Sunday, September 03, 2006

St. Elsewhere


Stephen King and the ABC Network had long had a good relationship, producing many successful mini-series during the 1990's, the best of which being The Stand from 1994. So when King decided he would like to produce an Americanized version of Lars Von Trier's Danish mini-series The Kingdom, as a limited run series for the network, all the planets seemed aligned for great success. However for reasons unknown, ratings for Stephen King's Kingdom Hospital in the spring of 2004 were so poor, that the network didn't keep the program on the air long enough to resolve it's 15-episode arc (I hate it when that happens).
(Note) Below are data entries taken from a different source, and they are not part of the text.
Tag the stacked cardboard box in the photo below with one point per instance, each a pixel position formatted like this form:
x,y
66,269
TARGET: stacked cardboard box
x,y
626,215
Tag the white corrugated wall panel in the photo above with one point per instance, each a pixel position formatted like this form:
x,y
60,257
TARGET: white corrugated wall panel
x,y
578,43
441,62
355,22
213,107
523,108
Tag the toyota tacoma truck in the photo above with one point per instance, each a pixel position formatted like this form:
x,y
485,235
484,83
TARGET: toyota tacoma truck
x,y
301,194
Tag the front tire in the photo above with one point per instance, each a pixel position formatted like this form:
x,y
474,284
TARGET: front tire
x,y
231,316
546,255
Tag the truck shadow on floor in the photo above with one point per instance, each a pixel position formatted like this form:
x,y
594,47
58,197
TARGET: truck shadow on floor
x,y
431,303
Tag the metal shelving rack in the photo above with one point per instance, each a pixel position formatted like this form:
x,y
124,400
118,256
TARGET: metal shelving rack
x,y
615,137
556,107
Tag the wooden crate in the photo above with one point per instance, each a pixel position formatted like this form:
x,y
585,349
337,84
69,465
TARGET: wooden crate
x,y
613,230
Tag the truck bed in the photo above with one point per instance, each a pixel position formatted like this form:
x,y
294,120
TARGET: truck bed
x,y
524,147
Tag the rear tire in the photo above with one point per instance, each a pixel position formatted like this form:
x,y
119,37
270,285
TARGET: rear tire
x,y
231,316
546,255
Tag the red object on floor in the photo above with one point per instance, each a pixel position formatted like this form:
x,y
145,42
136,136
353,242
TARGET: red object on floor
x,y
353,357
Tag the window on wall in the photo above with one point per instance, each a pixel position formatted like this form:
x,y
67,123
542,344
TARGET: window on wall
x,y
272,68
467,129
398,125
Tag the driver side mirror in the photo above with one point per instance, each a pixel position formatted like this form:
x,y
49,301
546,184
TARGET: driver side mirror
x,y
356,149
Kingdom Hospital is now available on DVD so one can get the whole story of the haunted happings at the Lewiston Maine medical facility. The series feels a little slow and diluted in places, but comes together in the end. The plot concerns how the hospital was built on the site of two historic disasters, an 1869 fire at a clothing mill that killed more then a dozen child labours, and a 1939 fire at the orignal Kingdom Hospital. Diane Ladd plays Sally Druse, a character I never found quite as charming as I think I was supposed to, a psychic patiant who contacts the dead at the hospital. Andrew McCarthy plays Dr. Hook, a good man who at first doubts Mrs. Drews, but then comes to belive her. Bruce Davison is the wicked neurosurgon Dr. Stegman, who gets to go crazy over the course of the series. Jack Coleman plays Steven Kings alter-ego Peter Rickman, a popular artist who is hit by a van while jogging near his home in the Maine woods. The show also boasts the talking spirit anteater Antivas, the most impressive CG character I've ever seen on television. Mr. King and Ed Begley Jr. also appear in the series.


Corpse Bride is perhaps the only heavily Poe influenced animated family musical ever produced. Presented in director Tim Burtons preferd 'stop-motion style', only this time achived through computer animation, the movie is based losely on a Russian folk story about a man who accidently weds a dead women. At a tight 77 minutes the film is enjoyable, and saved from the meandering pace that ruined The Nightmare Before Christmas for me. Featuring the voice talents of (who else) Johnny Depp and Helena Bonham Carter.


San Francisco (1936) is really the proto-type for the disaster movie genre. You take your romance, your riverly (such as your love-triangel, your borken friendship, or both) and have that all crash into some major calamity (preferably a historical one) towards the end of the film.
Even given how trite its formula has become, I loved this movie, not only are the preformances frist rate, and the special effects great for there time, but it has a truely engaging dramatic story that touches on themes of love, corruption, and faith. In fact the movie is mostely a not completly convincing metaphore about faith. Clark Gable plays the good hearted rack Blackie Norton, Jeanette MacDonald the clean-living singer he falls for, and Spencer Tracy his best friend the priest.


Lastely Gnarls Barkelys 'St. Esewhere' is the best neo-funk album ever. It is also the first roughly current album I have purchased since David Bryne's 'Grown Backwards' in 2003. Danger Mouse forever.